それまでは、高松空港は、街中にあった。むろん乗る飛行機もYSのプロペラ機だった。機内では、隣の人と喋るのも難しいようなゴーっとした音が続く、しなくなったら落ちる時だからそれでいいのだが、高くは飛ばない。眼下には、雲の切れ間に海岸線が続くのが見えていた。YSは、グライダーのようなモノで大きな事故をあまり起こさなかった。海から回り込み源平合戦のあの屋島を眺めながら街中にある小さな高松空港に着陸すると、JALと鶴のマークの入った繋ぎの服を着た職員がタラップを運ぶ。タラップがガチャンと音がして飛行機に繋がると、スチュアーデス(今はCAという)が扉の取っ手を赤い矢印の方に曲げる。扉が開くと、西日の香りが吹き込んでくる。タラップからちょっと大きめのコンビニくらいの建物に向かう。屋上には、たしか見送りのためのデッキが付いていたような気がする。建物の入り口の右手には、讃岐うどん屋のカウンターがあった。以前、宇野と高松を往復する宇高連絡船の高松側の船着き場にも讃岐うどん屋があり、徳島や高知、愛媛に散っていく乗客たちは、四国に帰って来た感触を喉越しで感じたものだった。
街中の空港から中心街までタクシーを使うと、ものの15分で着く。街並みは、私の祖父の故郷だった。今の空港から街へは、40~50分かかる。太い1本道が続く。地方のどこにでもある光景だ。道には、中古車屋、ガソリンスタンド、大きなスーパー
!昔、街中の空港からタクシーでホテルに向かった時、赤信号で停まった運転手さんがミラーでやたらに私の顔を覗いていた。走り出すとすぐに「お客さんは、高松の人ですよね」と言う。何故かと訊ねると「お客さんの鼻、高松の鼻だから」と答えた。降りて、荷物を運び出してくれている運転手さんの顔を見ると、たしかに私の鼻と似ている形であった。

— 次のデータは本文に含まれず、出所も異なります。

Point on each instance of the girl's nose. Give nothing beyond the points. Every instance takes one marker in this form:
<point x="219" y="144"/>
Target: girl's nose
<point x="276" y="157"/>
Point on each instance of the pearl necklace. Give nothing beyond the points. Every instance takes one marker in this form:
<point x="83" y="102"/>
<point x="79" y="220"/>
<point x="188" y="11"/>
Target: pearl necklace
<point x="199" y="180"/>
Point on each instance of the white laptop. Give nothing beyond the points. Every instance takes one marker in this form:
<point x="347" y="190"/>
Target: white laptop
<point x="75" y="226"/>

実は、高松駅前のサンポートのホールで講演会をやる。昨年は、コロナのためにできなかったが、十数年続けてきた講演会で、今回の講師は、吉岡忍さん。吉岡さんには1年も待って頂いた。来年は、秋、何時になるか知らないが、やはり1年もお待たせした下重暁子さんに決まっている。1時間の講演に、プラス講師と私の対談で構成されている。
来年1月は、祖父・菊池寛が『月刊文藝春秋』を自費で創刊して100年である。来年の1月号(2021年12月10日発売号)の『月刊文藝春秋』で100年企画をすると聞いた。私もご依頼を受けたので原稿を書いて担当編集者に渡してある。家族も知らないだろう「女の怖さ」が滲みでている雑文で、菊池寛の妻、つまり私の婆さんからそっと聞き出したエピソードである。編集で変えなければ「菊池寛『妻帰る』」と題をつけた。この宣伝を講演会の吉岡忍さんとの対談前にしようと思っている。